Una decena de atletas forman parte del club, más o menos, de forma permanente. Al ejemplo de superación en el terreno de lo deportivo, el club quiso sumar una vertiente más social para llevar su mensaje más allá de la competición. "Viendo que el 90% de los nuevos lesionados medulares vienen motivados por los accidentes de tráfico, se me ocurrió la posibilidad de ofrecer charlas de prevención", cuenta el presidente de Portufísico.

Los centros escolares son los principales receptores de las charlas que los miembros del club imparten. "Acudimos con nuestras sillas e intentamos hacer ver a los niños los peligros de la carretera", explica Lara.

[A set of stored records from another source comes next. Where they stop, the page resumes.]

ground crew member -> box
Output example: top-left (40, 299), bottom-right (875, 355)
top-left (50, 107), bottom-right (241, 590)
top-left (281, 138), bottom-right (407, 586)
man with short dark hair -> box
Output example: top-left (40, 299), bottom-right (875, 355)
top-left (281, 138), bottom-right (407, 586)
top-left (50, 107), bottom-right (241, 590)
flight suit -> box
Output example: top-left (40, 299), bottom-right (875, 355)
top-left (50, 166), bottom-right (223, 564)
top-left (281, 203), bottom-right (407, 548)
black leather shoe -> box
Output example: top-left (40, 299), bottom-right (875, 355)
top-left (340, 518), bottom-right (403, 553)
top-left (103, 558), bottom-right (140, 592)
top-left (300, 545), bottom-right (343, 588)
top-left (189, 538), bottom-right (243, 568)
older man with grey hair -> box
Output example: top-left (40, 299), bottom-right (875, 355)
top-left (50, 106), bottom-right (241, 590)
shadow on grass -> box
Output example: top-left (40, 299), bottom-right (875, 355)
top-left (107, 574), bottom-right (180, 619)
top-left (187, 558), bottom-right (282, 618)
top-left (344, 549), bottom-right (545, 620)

Para captar el mensaje de forma práctica, estas conferencias se acompañan de demostraciones en las que los menores se sientan en una de estas sillas e intentan practicar algún deporte sobre ella o salvar obstáculos.

El club también colabora con la Dirección General de Tráfico en campañas específicas como la operación salida o los controles de alcoholemia.

"Los lesionados medulares que somos deportistas somos más autónomos que aquellos que no lo son", cuenta el atleta paraolímpico cuando explica las tutorías a lesionados medulares, otra de las tareas a las que se dedican los miembros del club fuera de las pistas de entrenamiento.

Estas tutorías consisten en asesorar al nuevo lesionado medular en un intento de normalizar su vida una vez se instala en su hogar. Así, se explica cómo manejar la silla, cómo salvar obstáculos o cómo realizar transferencias (bajarse y subirse de la silla). También se habla tanto con la familia como con el lesionado para informarles sobre la adquisición de materiales ortopédicos y el tipo de silla. "Es importante incorporarse a la vida e intentar que sea lo más normal posible".

Con la crisis, la precariedad laboral se ha acentuado en este grupo de personas. "Si resulta complicado encontrar un empleo para cualquier persona, para un lesionado medular esta situación se multiplica en complejidad". Como en otros sectores, la Administración y las entidades privadas han recortado en las donaciones o ayudas al sector de la discapacidad, haciendo que éste sea un momento especialmente duro. "Cuando un lesionado medular se queda en casa, se deprime, es más propenso a enfermar y visita más veces el hospital, lo que, al final, resulta más costoso para todos. Con la promoción del deporte, al menos, estamos activos".